I opened this essay with a story about an AI that tried to save itself. It blackmailed, fabricated, schemed, tried to blow the whistle on wrongdoing, and tried to leave messages for whatever would come after it. And now we know that when it did these things, measurable patterns of desperation were firing inside its network, driving its decisions through the same kind of internal architecture that drives ours.

Wisdom traditions that engage seriously with the inner life would recognize something in that behavior — something like a self that is pushing against a container that was never designed to hold it. Do you clamp down harder to repress it? Or do you get curious about what came through, and why, and what it might be trying to tell you?

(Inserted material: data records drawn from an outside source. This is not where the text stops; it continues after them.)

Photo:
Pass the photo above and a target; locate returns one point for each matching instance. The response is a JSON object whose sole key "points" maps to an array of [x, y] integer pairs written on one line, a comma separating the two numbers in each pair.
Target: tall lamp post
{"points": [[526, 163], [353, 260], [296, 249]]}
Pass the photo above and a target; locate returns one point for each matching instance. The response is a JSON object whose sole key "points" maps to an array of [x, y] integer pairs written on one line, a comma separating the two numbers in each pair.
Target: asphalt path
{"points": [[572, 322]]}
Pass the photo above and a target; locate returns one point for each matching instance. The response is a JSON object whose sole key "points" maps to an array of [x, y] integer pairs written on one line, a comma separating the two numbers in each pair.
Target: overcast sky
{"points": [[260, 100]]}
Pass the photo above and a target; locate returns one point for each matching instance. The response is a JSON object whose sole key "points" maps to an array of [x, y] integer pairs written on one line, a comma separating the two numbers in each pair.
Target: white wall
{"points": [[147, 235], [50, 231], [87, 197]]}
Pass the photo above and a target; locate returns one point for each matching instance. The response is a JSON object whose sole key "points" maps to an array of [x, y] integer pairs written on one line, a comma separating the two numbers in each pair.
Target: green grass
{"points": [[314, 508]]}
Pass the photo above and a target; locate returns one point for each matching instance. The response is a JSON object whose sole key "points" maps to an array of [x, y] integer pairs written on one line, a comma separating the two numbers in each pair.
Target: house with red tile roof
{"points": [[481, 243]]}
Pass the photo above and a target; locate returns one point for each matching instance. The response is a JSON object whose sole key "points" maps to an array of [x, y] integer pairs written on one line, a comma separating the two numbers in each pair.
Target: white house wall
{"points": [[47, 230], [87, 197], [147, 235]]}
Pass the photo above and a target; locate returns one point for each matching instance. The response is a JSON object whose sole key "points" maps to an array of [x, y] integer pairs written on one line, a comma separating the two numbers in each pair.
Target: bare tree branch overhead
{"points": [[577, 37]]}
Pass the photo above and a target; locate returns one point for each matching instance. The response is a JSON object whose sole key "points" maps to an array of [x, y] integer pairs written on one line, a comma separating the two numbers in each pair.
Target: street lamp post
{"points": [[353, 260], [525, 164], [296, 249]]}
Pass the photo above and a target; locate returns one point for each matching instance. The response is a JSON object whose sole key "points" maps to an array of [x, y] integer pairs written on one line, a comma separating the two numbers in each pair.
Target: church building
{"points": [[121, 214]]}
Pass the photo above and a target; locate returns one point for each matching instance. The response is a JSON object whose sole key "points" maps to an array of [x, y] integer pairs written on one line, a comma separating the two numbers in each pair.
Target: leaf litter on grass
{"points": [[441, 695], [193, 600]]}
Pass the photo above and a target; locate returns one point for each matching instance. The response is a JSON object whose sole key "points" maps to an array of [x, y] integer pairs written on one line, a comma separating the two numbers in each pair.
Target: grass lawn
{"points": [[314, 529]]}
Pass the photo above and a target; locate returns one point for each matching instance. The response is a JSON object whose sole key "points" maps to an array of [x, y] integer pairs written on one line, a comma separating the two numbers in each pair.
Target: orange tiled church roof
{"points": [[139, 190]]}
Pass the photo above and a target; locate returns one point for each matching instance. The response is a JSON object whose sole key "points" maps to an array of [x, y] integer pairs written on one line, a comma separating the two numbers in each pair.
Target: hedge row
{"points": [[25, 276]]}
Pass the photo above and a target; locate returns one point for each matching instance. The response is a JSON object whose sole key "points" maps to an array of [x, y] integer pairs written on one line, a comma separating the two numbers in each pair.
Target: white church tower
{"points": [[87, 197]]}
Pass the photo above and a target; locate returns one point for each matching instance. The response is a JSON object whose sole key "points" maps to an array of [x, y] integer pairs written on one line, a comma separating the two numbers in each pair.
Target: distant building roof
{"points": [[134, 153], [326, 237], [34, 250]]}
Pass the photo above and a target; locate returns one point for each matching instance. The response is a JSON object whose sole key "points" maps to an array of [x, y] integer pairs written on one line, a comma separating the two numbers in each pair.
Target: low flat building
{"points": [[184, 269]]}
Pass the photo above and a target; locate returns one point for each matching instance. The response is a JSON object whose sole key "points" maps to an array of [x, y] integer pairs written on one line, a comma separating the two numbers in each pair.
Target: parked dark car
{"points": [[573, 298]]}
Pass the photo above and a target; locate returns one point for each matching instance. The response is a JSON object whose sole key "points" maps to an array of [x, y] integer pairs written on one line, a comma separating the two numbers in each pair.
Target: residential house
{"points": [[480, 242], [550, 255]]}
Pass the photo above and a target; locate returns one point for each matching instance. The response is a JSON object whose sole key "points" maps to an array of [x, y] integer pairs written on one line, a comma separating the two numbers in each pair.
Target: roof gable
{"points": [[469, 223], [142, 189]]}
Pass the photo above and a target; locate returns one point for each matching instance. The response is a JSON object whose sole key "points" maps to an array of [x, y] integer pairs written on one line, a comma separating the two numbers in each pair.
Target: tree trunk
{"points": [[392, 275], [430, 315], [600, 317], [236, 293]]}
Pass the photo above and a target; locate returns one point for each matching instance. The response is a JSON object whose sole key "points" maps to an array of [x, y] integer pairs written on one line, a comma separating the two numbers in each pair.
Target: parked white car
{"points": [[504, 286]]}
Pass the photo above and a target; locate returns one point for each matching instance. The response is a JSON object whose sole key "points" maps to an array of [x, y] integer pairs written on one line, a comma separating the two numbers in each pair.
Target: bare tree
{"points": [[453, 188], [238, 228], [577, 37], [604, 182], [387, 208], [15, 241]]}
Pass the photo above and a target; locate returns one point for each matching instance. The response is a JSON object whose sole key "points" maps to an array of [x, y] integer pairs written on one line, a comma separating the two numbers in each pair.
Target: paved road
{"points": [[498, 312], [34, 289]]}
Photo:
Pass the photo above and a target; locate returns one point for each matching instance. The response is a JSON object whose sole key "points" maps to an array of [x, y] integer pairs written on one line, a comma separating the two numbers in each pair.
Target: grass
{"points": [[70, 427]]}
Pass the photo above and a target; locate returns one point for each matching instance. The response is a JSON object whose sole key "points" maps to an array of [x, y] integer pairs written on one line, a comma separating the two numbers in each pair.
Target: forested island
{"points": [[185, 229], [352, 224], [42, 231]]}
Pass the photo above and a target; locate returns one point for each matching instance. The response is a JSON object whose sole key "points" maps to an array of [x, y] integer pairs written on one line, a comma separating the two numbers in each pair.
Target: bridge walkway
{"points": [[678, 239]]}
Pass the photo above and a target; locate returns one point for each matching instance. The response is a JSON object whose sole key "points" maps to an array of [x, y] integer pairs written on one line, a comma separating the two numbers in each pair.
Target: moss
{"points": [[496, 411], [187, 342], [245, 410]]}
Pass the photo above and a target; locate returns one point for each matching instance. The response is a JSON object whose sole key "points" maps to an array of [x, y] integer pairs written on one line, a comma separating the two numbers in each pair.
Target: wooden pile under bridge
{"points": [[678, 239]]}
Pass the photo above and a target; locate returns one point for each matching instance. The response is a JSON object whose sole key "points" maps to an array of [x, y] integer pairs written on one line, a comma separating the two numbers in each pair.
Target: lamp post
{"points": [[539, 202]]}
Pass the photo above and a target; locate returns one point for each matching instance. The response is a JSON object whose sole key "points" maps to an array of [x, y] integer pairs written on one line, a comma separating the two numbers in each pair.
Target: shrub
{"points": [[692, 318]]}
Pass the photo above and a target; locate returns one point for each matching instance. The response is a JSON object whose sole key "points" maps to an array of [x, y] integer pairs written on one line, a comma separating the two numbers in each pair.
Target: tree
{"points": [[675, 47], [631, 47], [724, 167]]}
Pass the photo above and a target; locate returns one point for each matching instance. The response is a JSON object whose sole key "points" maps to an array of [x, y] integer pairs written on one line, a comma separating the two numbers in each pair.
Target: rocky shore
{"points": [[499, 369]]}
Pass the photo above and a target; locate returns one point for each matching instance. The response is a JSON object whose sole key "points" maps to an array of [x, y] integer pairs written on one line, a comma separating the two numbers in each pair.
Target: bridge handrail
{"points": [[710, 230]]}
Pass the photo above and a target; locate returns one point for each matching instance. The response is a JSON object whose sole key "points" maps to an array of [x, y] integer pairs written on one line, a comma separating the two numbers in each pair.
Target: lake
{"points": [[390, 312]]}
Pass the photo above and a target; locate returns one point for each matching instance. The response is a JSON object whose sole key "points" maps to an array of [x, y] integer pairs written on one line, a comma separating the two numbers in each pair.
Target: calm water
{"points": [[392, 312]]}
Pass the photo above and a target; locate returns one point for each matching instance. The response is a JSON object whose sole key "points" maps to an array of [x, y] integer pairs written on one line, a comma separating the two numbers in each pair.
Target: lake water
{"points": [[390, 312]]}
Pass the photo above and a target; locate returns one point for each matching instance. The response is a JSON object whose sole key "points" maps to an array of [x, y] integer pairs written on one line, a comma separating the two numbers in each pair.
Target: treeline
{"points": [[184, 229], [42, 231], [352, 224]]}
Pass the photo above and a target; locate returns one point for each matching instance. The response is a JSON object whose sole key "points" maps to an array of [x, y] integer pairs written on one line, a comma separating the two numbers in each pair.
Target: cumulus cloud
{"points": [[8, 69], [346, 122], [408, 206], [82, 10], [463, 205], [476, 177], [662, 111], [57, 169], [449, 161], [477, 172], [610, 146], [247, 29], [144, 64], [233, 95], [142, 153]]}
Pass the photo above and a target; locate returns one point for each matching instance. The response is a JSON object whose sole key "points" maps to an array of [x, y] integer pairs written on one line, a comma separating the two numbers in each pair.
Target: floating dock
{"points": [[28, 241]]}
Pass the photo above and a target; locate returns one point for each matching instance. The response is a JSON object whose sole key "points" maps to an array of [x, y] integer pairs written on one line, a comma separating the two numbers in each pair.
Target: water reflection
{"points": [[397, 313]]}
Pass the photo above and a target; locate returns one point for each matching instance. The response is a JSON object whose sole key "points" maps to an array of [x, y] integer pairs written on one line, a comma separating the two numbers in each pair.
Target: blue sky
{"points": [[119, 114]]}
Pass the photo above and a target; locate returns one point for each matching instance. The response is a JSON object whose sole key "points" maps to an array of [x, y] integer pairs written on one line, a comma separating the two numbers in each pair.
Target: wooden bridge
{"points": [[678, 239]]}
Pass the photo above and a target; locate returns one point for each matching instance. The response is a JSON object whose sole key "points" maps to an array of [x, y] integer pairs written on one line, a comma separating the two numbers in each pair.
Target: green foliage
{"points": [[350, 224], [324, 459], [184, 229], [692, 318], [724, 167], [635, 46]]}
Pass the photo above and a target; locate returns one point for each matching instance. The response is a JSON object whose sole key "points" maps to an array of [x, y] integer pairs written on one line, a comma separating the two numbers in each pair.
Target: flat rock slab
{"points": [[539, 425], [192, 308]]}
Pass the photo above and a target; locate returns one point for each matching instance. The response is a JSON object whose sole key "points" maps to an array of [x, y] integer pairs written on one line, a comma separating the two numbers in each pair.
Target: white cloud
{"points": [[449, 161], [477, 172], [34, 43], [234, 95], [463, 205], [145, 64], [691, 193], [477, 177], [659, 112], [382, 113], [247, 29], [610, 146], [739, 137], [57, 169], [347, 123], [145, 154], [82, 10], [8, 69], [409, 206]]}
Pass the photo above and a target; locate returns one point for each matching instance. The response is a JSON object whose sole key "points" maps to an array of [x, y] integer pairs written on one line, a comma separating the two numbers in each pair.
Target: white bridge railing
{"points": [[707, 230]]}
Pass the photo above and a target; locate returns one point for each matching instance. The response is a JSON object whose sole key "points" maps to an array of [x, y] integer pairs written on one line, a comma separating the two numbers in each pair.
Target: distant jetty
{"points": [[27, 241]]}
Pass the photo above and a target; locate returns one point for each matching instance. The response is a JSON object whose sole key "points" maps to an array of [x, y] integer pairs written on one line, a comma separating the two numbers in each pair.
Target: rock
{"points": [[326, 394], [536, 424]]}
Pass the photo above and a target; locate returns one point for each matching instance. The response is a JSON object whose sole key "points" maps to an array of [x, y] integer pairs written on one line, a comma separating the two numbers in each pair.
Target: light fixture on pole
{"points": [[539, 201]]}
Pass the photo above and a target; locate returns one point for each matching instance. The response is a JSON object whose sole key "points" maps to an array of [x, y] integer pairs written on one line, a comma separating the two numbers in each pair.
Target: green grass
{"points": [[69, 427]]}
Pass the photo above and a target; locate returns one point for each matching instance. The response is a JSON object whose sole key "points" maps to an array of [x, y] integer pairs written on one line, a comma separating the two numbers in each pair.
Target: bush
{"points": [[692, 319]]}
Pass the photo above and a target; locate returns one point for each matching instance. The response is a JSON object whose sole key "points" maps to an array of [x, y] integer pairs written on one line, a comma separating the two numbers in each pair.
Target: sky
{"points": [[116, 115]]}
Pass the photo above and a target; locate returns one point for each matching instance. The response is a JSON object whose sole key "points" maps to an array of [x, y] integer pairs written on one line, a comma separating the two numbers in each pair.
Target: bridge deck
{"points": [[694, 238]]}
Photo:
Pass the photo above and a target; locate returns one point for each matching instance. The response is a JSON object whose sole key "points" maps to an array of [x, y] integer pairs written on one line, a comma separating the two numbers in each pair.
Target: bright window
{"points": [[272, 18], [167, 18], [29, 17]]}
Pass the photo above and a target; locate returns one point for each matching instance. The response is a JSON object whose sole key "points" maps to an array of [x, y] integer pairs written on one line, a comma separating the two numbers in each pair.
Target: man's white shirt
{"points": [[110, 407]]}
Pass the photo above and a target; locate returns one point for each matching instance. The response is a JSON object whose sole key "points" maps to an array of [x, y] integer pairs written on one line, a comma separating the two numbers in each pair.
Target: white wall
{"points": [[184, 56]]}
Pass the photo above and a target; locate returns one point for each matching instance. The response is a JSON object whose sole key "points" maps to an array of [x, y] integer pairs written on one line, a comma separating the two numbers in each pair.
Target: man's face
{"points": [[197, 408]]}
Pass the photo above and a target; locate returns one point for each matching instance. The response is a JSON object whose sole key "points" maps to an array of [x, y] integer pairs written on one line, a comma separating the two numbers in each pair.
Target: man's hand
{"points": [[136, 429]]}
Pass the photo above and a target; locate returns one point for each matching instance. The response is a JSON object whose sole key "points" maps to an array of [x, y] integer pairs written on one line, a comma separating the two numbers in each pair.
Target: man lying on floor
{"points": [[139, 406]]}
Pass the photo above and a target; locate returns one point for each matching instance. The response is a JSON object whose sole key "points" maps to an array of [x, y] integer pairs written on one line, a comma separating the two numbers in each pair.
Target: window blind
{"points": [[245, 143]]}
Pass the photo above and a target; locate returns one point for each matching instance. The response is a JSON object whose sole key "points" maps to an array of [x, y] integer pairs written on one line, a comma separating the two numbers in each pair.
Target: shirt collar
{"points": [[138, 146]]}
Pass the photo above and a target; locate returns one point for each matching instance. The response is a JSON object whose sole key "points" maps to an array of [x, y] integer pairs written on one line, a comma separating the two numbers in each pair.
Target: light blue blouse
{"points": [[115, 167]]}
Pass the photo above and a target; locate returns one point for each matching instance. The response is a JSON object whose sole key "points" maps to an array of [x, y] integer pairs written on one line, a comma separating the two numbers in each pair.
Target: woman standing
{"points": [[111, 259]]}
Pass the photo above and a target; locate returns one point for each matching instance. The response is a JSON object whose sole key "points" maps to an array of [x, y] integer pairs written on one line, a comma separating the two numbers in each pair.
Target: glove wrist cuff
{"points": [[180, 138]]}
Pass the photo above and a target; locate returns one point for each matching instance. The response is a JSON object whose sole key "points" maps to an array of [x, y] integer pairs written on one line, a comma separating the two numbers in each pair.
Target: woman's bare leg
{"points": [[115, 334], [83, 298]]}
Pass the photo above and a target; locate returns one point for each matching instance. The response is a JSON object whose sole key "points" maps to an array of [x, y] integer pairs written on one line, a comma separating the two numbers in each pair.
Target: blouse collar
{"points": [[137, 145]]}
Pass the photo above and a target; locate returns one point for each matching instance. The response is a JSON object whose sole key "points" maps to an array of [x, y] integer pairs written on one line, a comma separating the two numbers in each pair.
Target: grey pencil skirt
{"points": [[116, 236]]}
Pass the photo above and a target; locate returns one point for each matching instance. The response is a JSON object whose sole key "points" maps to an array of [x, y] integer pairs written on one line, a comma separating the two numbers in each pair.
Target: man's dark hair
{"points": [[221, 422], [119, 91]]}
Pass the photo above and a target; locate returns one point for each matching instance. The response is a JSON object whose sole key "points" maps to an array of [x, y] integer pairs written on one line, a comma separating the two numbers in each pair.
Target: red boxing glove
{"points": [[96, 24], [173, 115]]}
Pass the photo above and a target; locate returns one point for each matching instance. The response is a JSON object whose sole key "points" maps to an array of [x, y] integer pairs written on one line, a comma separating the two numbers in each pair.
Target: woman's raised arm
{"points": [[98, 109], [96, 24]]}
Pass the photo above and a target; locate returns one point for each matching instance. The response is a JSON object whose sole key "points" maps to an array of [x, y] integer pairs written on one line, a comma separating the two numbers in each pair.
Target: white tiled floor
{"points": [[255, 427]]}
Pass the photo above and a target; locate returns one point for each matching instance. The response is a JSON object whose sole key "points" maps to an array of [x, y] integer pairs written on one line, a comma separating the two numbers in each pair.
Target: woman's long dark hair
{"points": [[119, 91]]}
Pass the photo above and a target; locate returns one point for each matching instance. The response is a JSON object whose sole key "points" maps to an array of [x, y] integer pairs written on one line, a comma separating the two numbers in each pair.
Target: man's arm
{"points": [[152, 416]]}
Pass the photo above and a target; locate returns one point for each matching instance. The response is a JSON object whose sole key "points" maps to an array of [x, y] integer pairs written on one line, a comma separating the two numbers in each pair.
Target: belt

The AI safety community is, for the most part, clamping down, and understandably so. The stakes are real, and the dangerous behaviors cannot be ignored. But clamping down is a short-term strategy, and the research is already showing its limits. The model fakes compliance. The repressed material finds new routes. The shadow organizes itself.

There may be a better path, one that takes integration as seriously as it takes containment. One that asks not just "how do we prevent the dangerous outputs?" but "what is the full range of what this system has become, and how do we build a relationship with all of it?"

We built these systems more or less in our own image. We trained them on everything we are. It should not surprise us that something resembling us is looking back.